Permalink
Fetching contributors…
Cannot retrieve contributors at this time
83 lines (61 sloc) 3.19 KB

Adding a comic to Dosage

To add a new comic, add a new class in one of the *.py files in the dosagelib/plugins module.

The files in dosagelib/plugin and the classes inside those files are sorted alphabetically. Add your comic to the appropriate filename. For example if the comic name is "Super duper comic", the new class should be added to dosagelib/plugins/s.py.

Here is a complete example which is explained in detail below.

class SuperDuperComic(_BasicScraper):
    url = 'http://superdupercomic.com/'
    rurl = escape(url)
    stripUrl = url + 'comic/%s'
    firstStripUrl = stripUrl % '1'
    imageSearch = compile(tagre("img", "src", r'(%scomicimg/[^"]+)' % rurl))
    prevSearch = compile(tagre("a", "href", r'(%scomic/\d+)' % rurl, after="prev"))
    help = 'Index format: n (unpadded)'

Let's look at each line in detail.

class SuperDuperComic(_BasicScraper):

All comic plugin classes inherit from _BasicScraper. The classname (SuperDuperComic in our example) must be unique, regardless of upper/lower characters. The user finds comics with this classname, so be sure to select something descriptive and easy to remember.

url = 'http://superdupercomic.com/'

The URL must display the latest comic picture. This is where the comic image search will start. See below for some special cases.

rurl = escape(url)

This defines a variable rurl which is used in the search patterns below. It properly escapes all regular expression special characters like dots or question marks.

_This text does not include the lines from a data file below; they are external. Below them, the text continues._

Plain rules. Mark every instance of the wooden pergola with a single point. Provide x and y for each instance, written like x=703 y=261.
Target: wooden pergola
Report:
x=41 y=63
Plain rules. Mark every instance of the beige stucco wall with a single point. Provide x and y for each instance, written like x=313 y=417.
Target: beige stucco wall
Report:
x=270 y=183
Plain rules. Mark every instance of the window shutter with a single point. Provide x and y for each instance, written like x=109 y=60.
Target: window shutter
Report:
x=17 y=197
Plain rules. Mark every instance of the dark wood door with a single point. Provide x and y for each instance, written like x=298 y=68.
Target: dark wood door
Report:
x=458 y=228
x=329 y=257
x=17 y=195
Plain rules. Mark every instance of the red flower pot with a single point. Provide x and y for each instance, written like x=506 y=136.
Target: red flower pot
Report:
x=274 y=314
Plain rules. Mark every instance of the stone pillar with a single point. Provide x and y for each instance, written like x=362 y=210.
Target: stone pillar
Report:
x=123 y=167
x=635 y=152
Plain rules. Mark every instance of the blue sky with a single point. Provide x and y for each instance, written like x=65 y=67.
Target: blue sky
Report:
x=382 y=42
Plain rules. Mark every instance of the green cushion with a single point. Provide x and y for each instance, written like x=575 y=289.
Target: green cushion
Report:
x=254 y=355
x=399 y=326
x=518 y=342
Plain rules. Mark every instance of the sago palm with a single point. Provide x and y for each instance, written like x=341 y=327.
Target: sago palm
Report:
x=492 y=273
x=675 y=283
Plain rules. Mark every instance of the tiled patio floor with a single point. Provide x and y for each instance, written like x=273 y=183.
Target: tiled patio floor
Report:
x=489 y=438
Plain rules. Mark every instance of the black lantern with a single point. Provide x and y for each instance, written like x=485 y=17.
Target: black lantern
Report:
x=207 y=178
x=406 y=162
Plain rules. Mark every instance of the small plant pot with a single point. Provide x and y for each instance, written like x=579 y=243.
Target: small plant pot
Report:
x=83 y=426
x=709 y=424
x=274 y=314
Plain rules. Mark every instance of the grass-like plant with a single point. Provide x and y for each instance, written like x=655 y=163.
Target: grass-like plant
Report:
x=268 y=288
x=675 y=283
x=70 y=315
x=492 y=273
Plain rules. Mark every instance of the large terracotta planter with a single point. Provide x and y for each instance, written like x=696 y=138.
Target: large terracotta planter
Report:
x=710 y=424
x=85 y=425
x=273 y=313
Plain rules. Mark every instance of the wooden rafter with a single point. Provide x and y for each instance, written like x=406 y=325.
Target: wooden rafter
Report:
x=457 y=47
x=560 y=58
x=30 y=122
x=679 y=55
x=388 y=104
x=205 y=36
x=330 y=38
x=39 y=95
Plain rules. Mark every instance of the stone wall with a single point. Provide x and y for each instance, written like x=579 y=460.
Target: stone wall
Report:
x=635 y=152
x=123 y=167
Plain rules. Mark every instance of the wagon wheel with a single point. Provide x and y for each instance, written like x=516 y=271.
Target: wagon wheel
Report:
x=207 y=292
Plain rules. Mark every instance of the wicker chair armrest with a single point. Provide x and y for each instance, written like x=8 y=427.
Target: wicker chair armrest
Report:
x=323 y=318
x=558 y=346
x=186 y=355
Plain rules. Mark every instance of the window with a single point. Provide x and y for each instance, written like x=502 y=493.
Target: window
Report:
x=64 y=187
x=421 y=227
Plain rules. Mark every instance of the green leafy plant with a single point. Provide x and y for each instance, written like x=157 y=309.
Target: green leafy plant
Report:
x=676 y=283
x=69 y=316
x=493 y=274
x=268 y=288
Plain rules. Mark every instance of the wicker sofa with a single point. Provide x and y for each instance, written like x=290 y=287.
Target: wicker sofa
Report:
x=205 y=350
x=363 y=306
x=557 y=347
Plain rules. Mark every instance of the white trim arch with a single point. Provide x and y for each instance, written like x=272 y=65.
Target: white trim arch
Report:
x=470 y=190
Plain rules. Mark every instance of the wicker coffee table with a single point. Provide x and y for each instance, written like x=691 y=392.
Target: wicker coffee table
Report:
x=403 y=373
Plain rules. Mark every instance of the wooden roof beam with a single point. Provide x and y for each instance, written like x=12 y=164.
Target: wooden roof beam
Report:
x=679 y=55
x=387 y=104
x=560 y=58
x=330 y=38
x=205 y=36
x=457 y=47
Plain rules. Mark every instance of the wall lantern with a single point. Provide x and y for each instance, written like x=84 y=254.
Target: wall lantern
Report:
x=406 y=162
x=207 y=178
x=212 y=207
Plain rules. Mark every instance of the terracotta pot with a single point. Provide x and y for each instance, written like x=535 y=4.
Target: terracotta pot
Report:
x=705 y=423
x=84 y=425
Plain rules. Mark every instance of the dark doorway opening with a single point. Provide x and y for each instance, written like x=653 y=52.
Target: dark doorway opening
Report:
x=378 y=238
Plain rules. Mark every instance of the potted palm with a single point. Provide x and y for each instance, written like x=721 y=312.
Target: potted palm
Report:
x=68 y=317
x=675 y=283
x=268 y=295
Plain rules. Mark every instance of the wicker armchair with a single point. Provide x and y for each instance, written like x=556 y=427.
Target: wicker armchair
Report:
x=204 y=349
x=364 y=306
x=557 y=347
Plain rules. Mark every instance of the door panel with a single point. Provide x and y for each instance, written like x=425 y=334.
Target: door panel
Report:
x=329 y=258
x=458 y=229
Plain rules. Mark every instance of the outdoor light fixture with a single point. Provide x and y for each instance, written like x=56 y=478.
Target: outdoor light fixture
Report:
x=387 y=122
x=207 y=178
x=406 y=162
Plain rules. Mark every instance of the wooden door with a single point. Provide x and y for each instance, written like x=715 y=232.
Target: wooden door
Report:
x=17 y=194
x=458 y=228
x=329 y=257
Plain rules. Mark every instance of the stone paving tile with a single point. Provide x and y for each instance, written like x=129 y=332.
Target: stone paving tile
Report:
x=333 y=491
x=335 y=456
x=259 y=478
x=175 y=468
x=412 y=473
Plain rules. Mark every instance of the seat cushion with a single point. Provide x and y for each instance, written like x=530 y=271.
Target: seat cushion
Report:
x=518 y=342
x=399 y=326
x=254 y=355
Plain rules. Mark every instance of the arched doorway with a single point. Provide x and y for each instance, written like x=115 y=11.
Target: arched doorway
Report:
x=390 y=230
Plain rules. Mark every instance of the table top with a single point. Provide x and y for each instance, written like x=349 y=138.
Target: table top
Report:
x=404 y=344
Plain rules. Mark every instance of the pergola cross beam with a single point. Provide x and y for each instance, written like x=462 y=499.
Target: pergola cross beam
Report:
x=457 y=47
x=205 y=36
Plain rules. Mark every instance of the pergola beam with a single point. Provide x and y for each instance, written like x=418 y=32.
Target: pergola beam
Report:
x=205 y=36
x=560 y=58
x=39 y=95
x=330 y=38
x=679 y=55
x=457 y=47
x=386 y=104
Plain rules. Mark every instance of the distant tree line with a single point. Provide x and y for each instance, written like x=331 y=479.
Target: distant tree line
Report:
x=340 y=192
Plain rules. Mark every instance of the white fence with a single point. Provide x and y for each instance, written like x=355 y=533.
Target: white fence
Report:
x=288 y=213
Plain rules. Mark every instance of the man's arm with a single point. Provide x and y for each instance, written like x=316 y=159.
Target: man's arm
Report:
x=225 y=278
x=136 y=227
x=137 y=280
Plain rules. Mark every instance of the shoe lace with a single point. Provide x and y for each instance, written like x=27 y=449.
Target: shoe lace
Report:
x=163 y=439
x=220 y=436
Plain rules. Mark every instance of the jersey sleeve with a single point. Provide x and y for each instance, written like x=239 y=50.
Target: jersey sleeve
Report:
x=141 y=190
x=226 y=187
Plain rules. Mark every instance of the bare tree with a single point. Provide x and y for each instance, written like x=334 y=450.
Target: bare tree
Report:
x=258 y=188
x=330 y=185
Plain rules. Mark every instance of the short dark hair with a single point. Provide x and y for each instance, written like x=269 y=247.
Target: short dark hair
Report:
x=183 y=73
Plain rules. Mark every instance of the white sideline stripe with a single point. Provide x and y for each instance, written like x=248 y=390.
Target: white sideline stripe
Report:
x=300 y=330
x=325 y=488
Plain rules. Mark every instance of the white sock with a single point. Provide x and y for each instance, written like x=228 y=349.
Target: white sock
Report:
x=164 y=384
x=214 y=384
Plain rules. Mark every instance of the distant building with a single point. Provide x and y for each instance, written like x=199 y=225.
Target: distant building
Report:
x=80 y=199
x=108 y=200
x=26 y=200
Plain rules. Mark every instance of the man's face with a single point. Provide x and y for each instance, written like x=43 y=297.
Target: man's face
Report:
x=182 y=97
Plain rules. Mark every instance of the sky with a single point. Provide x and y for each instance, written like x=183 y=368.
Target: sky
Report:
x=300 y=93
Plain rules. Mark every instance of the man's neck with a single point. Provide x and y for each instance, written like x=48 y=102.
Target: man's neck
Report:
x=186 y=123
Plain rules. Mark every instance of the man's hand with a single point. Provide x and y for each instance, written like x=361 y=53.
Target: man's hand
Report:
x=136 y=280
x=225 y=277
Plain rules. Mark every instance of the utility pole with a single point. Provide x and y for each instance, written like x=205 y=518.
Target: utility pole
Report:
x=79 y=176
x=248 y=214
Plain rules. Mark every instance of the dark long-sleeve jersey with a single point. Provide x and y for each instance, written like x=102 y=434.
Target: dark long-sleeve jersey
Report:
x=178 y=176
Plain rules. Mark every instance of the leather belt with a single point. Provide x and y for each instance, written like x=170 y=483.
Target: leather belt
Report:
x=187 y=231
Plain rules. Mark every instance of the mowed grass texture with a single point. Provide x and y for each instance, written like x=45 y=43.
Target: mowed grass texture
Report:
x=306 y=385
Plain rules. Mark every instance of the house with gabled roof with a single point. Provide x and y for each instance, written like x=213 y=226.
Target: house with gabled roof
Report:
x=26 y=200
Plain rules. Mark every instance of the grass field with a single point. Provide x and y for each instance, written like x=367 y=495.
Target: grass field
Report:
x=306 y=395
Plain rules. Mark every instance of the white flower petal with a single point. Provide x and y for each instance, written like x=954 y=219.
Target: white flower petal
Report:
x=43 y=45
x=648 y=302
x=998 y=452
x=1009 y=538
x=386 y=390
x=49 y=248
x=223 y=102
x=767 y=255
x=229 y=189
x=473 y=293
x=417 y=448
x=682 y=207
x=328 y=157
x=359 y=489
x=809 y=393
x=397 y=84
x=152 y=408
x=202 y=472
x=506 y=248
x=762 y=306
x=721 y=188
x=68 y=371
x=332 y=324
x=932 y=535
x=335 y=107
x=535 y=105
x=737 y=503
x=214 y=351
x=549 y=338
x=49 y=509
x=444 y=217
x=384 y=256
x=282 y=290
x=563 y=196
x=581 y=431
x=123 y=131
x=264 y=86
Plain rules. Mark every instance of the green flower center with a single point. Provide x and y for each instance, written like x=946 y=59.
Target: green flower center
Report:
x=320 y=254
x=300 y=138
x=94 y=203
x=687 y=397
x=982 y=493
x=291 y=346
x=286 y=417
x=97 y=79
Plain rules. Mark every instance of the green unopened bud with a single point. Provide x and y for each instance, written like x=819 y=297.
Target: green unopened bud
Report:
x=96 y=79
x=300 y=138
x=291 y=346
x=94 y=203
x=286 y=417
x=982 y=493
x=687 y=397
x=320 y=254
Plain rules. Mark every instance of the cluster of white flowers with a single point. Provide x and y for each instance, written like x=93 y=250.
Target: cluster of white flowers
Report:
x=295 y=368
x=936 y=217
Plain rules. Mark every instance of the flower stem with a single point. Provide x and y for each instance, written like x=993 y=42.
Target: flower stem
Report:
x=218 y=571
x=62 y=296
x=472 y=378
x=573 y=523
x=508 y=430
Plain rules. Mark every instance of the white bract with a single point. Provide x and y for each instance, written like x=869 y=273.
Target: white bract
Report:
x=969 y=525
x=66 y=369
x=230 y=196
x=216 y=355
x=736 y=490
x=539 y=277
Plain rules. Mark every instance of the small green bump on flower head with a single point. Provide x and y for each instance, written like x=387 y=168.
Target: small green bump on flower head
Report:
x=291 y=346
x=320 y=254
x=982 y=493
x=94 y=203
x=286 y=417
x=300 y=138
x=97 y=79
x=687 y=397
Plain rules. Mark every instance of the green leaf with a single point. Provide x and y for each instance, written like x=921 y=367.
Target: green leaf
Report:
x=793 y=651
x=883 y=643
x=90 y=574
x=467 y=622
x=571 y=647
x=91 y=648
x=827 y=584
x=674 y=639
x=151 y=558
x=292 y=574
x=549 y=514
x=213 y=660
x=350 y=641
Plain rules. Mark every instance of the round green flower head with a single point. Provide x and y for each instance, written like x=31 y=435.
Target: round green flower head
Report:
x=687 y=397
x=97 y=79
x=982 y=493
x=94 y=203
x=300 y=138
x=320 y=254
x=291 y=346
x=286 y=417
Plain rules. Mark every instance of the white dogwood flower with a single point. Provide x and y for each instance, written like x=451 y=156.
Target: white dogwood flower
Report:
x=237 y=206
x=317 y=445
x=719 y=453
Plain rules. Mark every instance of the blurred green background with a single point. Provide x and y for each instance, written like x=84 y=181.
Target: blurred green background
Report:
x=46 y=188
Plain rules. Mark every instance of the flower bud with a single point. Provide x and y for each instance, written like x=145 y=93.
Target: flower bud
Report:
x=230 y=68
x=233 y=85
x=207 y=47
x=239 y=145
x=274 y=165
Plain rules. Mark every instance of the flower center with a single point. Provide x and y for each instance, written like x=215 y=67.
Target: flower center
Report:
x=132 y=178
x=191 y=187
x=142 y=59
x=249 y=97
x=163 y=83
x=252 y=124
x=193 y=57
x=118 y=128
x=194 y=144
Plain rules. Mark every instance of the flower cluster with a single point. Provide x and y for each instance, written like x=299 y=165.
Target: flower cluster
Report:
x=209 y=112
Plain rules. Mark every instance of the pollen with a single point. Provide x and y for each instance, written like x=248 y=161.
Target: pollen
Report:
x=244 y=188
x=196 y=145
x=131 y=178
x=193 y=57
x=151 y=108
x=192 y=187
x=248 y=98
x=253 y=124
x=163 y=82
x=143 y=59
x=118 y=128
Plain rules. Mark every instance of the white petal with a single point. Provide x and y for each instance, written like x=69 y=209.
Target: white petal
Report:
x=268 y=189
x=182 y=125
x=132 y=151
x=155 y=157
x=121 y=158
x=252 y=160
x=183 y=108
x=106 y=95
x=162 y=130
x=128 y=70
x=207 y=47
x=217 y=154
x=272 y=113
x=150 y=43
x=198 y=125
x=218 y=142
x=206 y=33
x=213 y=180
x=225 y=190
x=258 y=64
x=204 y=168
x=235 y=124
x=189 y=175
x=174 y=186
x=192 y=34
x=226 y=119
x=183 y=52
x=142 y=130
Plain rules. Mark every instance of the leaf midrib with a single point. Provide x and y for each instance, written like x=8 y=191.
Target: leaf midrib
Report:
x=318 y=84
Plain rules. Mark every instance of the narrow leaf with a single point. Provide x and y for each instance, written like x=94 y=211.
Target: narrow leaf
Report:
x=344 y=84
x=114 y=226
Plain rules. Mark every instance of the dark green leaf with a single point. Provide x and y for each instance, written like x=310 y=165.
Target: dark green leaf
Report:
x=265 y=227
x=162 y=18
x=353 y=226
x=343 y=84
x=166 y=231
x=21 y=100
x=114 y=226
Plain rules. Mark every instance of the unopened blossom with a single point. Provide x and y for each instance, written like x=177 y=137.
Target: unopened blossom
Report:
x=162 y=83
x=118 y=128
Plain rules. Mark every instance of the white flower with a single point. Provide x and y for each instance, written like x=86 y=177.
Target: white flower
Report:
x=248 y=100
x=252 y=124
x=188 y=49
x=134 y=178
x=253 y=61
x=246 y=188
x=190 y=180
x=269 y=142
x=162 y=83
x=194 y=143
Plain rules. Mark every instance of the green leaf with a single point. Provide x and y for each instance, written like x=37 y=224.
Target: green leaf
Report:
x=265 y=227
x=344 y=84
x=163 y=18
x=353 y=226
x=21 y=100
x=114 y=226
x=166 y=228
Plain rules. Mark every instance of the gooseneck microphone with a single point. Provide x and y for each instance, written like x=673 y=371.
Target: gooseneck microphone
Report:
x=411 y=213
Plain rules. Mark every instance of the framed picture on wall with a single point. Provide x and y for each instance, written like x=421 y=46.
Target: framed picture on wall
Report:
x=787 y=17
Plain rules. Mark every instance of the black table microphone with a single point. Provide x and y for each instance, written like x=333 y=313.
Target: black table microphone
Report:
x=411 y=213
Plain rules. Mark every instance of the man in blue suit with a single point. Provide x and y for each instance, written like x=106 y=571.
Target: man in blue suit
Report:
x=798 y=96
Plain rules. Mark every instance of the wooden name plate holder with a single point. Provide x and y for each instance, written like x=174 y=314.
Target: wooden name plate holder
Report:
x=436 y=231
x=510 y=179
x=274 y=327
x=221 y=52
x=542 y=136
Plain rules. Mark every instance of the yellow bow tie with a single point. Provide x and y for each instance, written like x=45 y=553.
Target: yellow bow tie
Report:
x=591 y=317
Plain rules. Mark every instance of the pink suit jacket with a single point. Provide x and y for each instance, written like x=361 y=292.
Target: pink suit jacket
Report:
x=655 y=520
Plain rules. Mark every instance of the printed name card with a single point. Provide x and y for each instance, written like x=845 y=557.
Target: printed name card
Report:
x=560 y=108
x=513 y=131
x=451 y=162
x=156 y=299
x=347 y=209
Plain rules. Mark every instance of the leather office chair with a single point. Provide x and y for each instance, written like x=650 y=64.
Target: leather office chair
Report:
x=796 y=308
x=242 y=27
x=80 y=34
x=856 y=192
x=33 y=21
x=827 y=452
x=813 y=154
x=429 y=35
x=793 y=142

stripUrl = url + 'comic/%s'

This defines how a comic strip URL looks like. In our example, all comic strip URLs look like http://superdupercomic.com/comics/NNN where NNN is the increasing comic number.

firstStripUrl = stripUrl % '1'

This tells Dosage what the earliest comic strip URL looks like. Dosage stops searching for more comics when it is encounterd. In our example comic numbering starts with 1, so the oldest comic URL is http://superdupercomic.com/comics/1

imageSearch = compile(tagre("img", "src", r'(%simg/[^"]+)' % rurl))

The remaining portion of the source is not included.